Voici comment les auteurs exposent la motivation de leurs travaux :
"Les cours d'eau de France métropolitaine sont potentiellement exposés à la dégradation causée par les ouvrages hydrauliques, du fait de leur diffusion sur les rivières du pays. Parmi ces structures, on trouve des seuils, omniprésents au sein du réseau hydrographique français. Dans un cours d'eau, la présence d'un seuil entraîne une modification de ses conditions hydrauliques, dont l'effet le plus remarquable est la formation d'une zone de vitesse d'écoulement lent en amont (Csiki & Rhoads, 2010). Cette réduction de vitesse pourrait être de nature à provoquer une sorte d'effet barrage, favorisant la formation de zones d'écoulement lentique (Malavoi & Salgues, 2011) et la substitution des caractéristiques lotiques du cours d'eau par des caractéristiques lentiques (Souchon & Nicolas, 2011), mais les études pour le confirmer ou l'invalider manquent pour les contextes français.
Les cours d'eau en amont sont-ils convertis en plans d'eau stagnants ou conservent-ils leurs caractéristiques actuelles? A travers des études de cas françaises, utilisant le paramètre de température de l'eau, qui est la principale cause de stratification de la densité de l'eau, l'objectif de cette étude est d'essayer de répondre à cette question pour mieux comprendre les effets des déversoirs sur les milieux aquatiques."
Pour répondre à cette problématique, les chercheurs ont étudié deux rivières de types hydro-climatiques différent : trois retenues de moulin sur les Mauves, affluents de la Loire qui coulent sur 45 km dans le département du Loiret, à l'ouest de l'agglomération d'Orléans ; une retenue de moulin sur la rivière Zinsel du Nord, affluent de la Moder qui coule sur 43 km entre les départements de la Moselle (57) et du Bas-Rhin (67), dans le nord-est de la France.
Comment différencier une eau lentique et lotique? Par la stratification thermique de la colonne d'eau.
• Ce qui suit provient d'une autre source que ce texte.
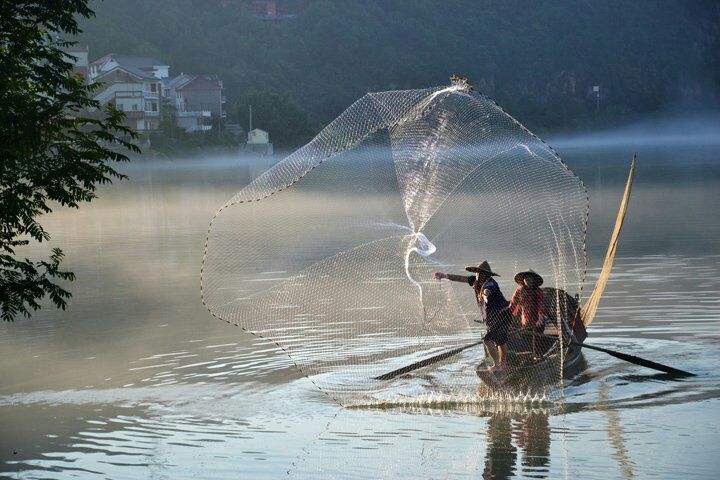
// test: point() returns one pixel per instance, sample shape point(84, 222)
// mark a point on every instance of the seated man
point(493, 310)
point(527, 303)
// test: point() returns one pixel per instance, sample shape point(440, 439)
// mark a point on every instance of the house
point(133, 85)
point(197, 99)
point(78, 56)
point(146, 65)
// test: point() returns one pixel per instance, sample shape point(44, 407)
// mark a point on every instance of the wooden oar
point(639, 361)
point(425, 362)
point(622, 356)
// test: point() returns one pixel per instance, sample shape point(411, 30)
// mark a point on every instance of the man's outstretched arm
point(452, 278)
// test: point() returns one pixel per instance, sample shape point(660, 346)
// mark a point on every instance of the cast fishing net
point(330, 253)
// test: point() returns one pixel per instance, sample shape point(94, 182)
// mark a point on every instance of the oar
point(622, 356)
point(425, 362)
point(639, 361)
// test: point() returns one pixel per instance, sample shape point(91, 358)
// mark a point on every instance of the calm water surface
point(136, 380)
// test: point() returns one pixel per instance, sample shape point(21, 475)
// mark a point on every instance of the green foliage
point(51, 152)
point(538, 59)
point(276, 113)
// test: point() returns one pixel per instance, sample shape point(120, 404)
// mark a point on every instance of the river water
point(137, 380)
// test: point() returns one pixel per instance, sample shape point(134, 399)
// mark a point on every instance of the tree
point(56, 143)
point(278, 114)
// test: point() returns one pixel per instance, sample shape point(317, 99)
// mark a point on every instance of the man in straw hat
point(493, 310)
point(527, 303)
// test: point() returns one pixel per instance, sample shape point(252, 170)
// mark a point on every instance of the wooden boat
point(559, 348)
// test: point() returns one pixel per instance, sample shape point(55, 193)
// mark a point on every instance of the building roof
point(135, 72)
point(186, 81)
point(130, 62)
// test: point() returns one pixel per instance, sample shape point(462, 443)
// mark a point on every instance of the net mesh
point(331, 252)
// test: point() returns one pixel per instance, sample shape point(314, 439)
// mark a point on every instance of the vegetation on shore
point(52, 153)
point(539, 60)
"Pour comprendre si les cours d'eau en amont des seuils conservent leurs caractéristiques lotiques ou s'ils ont des caractéristiques lentiques, la méthodologie déployée est basée sur l'étude des propriétés thermiques de l'eau. En effet, le principal discriminant entre les eaux courantes et les eaux stagnantes est la stratification thermique de la colonne d'eau (Wilhem 1960; Touchart 2002). Bien qu'elle présente des moments d'uniformité, la normalité d'une eau stagnante est sa stratification selon un gradient vertical de densité de température, tandis que la normalité d'une eau courante est l'homogénéité physico-chimique de la colonne d'eau, car la turbulence empêche la distinction des couches d'eau et leur superposition (Touchart 2007, a)."
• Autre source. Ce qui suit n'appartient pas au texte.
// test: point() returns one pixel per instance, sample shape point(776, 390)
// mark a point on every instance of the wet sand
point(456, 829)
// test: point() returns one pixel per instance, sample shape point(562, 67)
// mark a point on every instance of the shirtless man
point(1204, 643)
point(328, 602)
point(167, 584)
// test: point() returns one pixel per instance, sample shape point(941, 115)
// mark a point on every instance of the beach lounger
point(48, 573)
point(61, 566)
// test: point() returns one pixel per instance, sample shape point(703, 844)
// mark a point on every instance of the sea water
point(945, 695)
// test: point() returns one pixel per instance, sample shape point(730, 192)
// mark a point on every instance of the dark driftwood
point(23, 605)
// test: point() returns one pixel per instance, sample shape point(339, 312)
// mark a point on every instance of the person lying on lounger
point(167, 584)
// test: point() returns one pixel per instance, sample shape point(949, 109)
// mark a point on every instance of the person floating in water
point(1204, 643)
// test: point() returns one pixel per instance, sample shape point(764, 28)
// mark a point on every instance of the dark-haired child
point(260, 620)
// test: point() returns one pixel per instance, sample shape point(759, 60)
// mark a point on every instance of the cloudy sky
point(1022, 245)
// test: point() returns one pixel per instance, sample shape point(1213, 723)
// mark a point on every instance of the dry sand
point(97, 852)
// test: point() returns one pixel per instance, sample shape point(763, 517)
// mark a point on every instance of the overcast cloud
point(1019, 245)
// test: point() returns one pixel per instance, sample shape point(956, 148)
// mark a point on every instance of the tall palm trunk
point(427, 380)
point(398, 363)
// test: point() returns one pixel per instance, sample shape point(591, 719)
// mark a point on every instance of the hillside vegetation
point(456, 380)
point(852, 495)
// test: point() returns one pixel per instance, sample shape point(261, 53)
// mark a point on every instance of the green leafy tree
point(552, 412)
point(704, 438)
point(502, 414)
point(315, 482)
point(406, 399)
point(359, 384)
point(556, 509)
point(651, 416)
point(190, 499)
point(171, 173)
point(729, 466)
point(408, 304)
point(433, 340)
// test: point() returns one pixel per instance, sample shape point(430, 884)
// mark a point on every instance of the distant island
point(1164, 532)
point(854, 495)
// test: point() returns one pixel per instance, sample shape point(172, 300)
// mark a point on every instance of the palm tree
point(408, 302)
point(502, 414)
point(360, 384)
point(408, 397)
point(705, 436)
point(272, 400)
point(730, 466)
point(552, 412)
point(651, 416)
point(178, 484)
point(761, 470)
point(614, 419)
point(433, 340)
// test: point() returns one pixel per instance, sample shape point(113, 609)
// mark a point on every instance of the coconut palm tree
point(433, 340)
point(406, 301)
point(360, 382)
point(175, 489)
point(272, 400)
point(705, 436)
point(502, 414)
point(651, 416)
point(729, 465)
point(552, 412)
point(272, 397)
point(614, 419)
Les chercheurs ont donc mesuré la température en haut et en bas de la colonne d'eau dans les retenues, de février à décembre, pour un total de 35.529 données brutes analysables.
Les résultats indiquent d'abord que le delta de température (hétérothermie) n'est présent qu'une petite partie de l'année sur les sites (plus souvent en été), avec des signatures différentes, le plus souvent faible (moins de 0,5°C) hors un site (moulin Nivelle sur les Mauves, en haut).
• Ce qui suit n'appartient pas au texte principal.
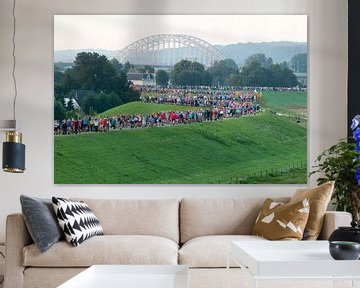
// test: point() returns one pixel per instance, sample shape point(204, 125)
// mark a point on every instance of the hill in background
point(279, 51)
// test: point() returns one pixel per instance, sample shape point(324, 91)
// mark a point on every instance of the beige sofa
point(194, 232)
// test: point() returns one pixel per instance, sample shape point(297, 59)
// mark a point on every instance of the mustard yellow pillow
point(279, 221)
point(319, 198)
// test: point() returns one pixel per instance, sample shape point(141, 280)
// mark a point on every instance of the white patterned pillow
point(77, 220)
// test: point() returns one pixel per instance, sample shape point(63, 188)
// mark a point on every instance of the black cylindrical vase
point(13, 153)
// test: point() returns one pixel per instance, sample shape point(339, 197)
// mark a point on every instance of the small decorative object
point(341, 163)
point(344, 250)
point(344, 233)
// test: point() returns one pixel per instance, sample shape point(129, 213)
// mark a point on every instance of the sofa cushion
point(158, 217)
point(201, 217)
point(77, 220)
point(107, 249)
point(211, 251)
point(41, 221)
point(279, 221)
point(319, 198)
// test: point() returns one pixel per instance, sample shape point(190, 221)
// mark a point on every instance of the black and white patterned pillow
point(77, 220)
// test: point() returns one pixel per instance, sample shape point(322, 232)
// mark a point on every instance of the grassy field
point(200, 153)
point(140, 108)
point(291, 103)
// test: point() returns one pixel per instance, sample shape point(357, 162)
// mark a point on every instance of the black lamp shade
point(13, 157)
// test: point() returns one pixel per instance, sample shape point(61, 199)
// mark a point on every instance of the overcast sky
point(115, 32)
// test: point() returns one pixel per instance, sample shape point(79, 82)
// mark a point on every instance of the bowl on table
point(344, 250)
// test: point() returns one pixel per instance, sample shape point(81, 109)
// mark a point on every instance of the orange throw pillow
point(319, 198)
point(279, 221)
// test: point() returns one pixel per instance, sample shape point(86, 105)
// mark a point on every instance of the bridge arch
point(168, 49)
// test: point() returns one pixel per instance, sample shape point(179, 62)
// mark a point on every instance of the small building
point(143, 79)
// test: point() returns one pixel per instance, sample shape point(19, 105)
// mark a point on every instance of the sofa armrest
point(17, 237)
point(333, 220)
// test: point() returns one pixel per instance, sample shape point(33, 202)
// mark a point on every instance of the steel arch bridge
point(168, 49)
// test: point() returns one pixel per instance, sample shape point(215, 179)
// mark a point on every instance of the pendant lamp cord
point(14, 59)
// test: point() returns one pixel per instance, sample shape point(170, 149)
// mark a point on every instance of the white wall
point(327, 89)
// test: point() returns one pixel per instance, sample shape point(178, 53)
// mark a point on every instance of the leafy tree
point(298, 63)
point(128, 67)
point(186, 72)
point(70, 104)
point(59, 111)
point(275, 75)
point(162, 77)
point(223, 69)
point(118, 67)
point(261, 59)
point(94, 72)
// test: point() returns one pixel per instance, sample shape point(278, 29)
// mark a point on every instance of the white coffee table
point(293, 260)
point(131, 276)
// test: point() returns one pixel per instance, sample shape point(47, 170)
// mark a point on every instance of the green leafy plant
point(339, 163)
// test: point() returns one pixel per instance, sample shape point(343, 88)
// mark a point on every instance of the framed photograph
point(180, 99)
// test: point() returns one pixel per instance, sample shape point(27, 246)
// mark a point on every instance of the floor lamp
point(13, 149)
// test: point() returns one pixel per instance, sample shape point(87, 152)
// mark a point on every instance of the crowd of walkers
point(202, 105)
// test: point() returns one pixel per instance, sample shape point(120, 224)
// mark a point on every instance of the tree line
point(258, 70)
point(96, 83)
point(99, 84)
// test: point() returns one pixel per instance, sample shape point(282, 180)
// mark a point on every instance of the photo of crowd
point(203, 104)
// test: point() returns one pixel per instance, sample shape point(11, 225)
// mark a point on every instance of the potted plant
point(341, 163)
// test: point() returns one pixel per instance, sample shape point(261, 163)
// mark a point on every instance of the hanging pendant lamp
point(13, 149)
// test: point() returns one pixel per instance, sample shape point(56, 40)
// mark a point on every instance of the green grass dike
point(199, 153)
point(140, 108)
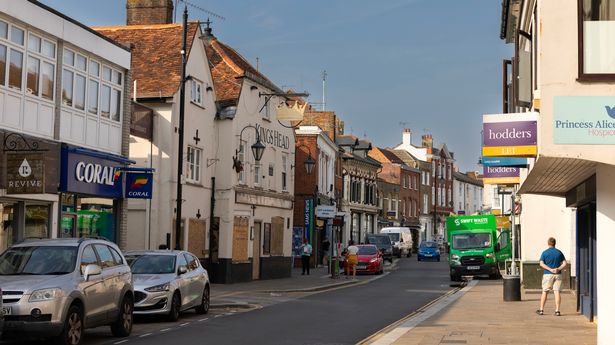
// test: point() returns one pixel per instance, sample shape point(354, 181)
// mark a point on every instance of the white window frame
point(196, 92)
point(194, 161)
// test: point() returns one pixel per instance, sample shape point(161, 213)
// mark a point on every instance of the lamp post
point(180, 132)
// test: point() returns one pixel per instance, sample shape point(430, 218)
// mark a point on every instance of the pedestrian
point(326, 245)
point(306, 253)
point(553, 262)
point(352, 259)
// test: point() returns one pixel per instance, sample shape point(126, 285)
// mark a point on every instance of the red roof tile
point(156, 57)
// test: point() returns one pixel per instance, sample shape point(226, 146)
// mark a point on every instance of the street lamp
point(258, 148)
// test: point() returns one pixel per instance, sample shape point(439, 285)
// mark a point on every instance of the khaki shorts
point(552, 282)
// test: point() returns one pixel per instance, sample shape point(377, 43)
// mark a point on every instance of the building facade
point(64, 121)
point(566, 75)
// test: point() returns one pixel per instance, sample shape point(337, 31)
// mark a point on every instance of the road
point(341, 316)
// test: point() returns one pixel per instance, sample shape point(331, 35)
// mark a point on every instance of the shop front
point(28, 189)
point(92, 189)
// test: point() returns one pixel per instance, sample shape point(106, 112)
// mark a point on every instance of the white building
point(467, 194)
point(64, 118)
point(566, 75)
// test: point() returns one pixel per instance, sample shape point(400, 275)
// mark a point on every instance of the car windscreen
point(394, 236)
point(151, 264)
point(368, 250)
point(38, 260)
point(468, 241)
point(379, 239)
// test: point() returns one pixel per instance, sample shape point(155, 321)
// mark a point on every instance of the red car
point(370, 259)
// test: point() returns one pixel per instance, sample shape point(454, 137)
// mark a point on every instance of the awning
point(555, 176)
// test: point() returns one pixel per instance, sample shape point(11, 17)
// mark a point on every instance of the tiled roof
point(156, 58)
point(227, 69)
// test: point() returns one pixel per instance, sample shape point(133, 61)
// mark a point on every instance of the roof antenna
point(324, 79)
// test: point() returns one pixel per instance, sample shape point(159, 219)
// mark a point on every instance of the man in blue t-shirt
point(553, 262)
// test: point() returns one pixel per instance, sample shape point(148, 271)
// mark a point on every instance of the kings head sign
point(510, 135)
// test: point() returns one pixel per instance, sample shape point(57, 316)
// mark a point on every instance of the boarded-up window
point(240, 239)
point(277, 236)
point(197, 237)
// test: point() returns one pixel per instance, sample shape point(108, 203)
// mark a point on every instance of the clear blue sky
point(434, 65)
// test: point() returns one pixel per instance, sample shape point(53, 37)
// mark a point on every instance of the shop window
point(597, 32)
point(194, 164)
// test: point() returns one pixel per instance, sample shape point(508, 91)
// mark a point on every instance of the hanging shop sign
point(90, 174)
point(504, 162)
point(138, 185)
point(273, 137)
point(325, 211)
point(584, 120)
point(510, 135)
point(501, 175)
point(25, 173)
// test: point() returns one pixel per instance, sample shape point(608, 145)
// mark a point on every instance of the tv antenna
point(198, 8)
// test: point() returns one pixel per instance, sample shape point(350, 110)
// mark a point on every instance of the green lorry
point(476, 246)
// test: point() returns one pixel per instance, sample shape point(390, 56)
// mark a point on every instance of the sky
point(433, 66)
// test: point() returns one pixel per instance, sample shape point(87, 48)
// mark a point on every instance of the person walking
point(306, 253)
point(352, 259)
point(553, 262)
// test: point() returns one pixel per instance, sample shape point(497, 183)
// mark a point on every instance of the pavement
point(477, 314)
point(258, 293)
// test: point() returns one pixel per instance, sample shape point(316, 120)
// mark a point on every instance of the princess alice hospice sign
point(510, 135)
point(584, 120)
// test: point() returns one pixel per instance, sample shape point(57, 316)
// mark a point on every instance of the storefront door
point(586, 260)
Evolution de la stratification sur 10 mois, extrait de Donati et al 2019, art cit.
Heures de la journée où une stratification de l'eau est observable, extrait de Donati et al 2019, art cit.
"Les résultats montrent que la présence d'un seuil n'est pas synonyme de substitution des caractéristiques lotiques d'un cours d'eau. En effet, dans une seule des zones d'étude parmi les quatre analysées, celle du moulin de Nivelle, une signature thermique similaire à celle de certains plans d'eau a été observée, et même alors exclusivement pendant les mois centraux de l'été. Pendant la partie la plus chaude de l'année, dans les autres zones d'étude, l'homogénéité physique de la colonne d'eau a également été "perturbée", mais la nature épisodique de ces moments d'hétérogénéité conduit à les classer comme stratification thermique normale observable dans les cours d'eau. L'apparition de caractéristiques lentiques ne semble pas dépendre de facteurs climatiques, mais plutôt de facteurs locaux. En effet, elles n'ont été observées que lorsque certaines conditions environnementales étaient réunies sur le tronçon, notamment une bonne exposition au soleil et un débit particulièrement lent."
Discussion
La politique publique des ouvrages hydrauliques en France a été construite au fil des décennies sur des trajectoires institutionnelles empruntant diverses motivations. L'une d'elle est que la substitution d'un style lotique par un style lentique contreviendrait à certaines propriétés supposées d'intérêt du tronçon (au gré des arguments avancés, parfois de manière disparate et souvent de manière non mesurée: ses fonctionnalités, sa naturalité, sa diversité, son auto-épuration, etc.). Le travail mené par Francesco Donati et ses collègues suggère que dans le cas des chaussées de moulin, cette hypothèse n'est pas forcément vérifiée quand on adopte une approche limnologique, car le caractère lentique des retenues doit être préalablement défini et ensuite caractérisé au droit des sites, pas présumé.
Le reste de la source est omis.